El mejor sistema de autogobierno judicial es la aplicación rigurosa del principio del imperio de la ley, extra e intra judicialmente. Es decir, se trataría de que las funciones y competencias de los vocales del consejo estén cada vez más regladas y predeterminadas en la propia ley emanada del Parlamento, en cuya aplicación quedara reducido prácticamente a cero el margen de discrecionalidad.
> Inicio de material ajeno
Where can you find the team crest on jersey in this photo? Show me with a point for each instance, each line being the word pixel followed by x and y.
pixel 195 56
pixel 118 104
De la misma forma que están reglados los ascensos y concursos de traslados, habría que lograr que también quedaran reglados los motivos tanto para los premios a los jueces (nombramientos, promociones y ascensos) como para los castigos (infracciones y sanciones) hasta lograr un sistema objetivo de carrera judicial.

Por otra parte, hay que ser muy contundentes en el destierro definitivo de cualquier intento de instaurar un "gobierno de los jueces". El gobierno es de los ciudadanos, surge legítimamente de la expresión de la voluntad popular manifestada en unas elecciones que sirven además para configurar el sentido político de la realidad social de cada momento, realidad con la que tiene que sintonizar el juez en su función aplicativa del derecho tal y como viene ordenando desde hace tiempo el artículo 1º del Código Civil. Esto justifica que la decisión fundamental sobre la oportunidad y los concretos contenidos de la ley proceda siempre del poder legislativo. Y es precisamente en la aplicación de la ley donde el juez encuentra su legitimidad democrática.

Lo que enlaza con la reforma urgente del acceso a la carrera judicial, de cara a una formación integral de los jueces en los valores de una sociedad democrática avanzada y para paliar al mismo tiempo el clamoroso déficit de jueces que padecemos en este país. Pero también una reforma para que la función judicial sea atractiva y accesible a todos los ciudadanos en condiciones de igualdad y para que los futuros jueces puedan realizar su trabajo con objetividad, inteligibilidad y capacidad dialéctica.

El vigente sistema de acceso, basado exclusivamente en la memorización de textos y la acreditación de dicho conocimiento en uno o varios ejercicios, se ha demostrado insuficiente para conseguir este objetivo. No sirve, en la mayoría de los casos, para seleccionar a los más cualificados, ni permite la valoración de otros méritos indispensables para el ejercicio de esta importantísima responsabilidad pública y para que los ciudadanos no alberguen la menor duda de que cuentan con personas bien formadas que respondan adecuadamente a la creciente demanda de justicia en nuestra sociedad.

Y todo ello con la decidida puesta en marcha de una nueva organización judicial para el siglo XXI (nueva planta y demarcación territorial, oficina con medios tecnológicos, formación intensiva del personal colaborador) por unos ejecutores capaces de comprometerse seriamente con las necesarias medidas legislativas, ejecutivas y presupuestarias, y capaces de alcanzar acuerdos solventes para el desarrollo de un programa de actuaciones que va más allá de una sola legislatura.

En definitiva, entre el corporativismo y el descrédito extremos tenemos que encontrar el espacio donde ofrecer a los ciudadanos una nueva política más sensata que contribuya a solucionar de una vez por todas nuestro problema judicial.

Alfonso Villagómez Cebrián, magistrado del Tribunal Superior de Justicia de Galicia y miembro de Jueces para la Democracia.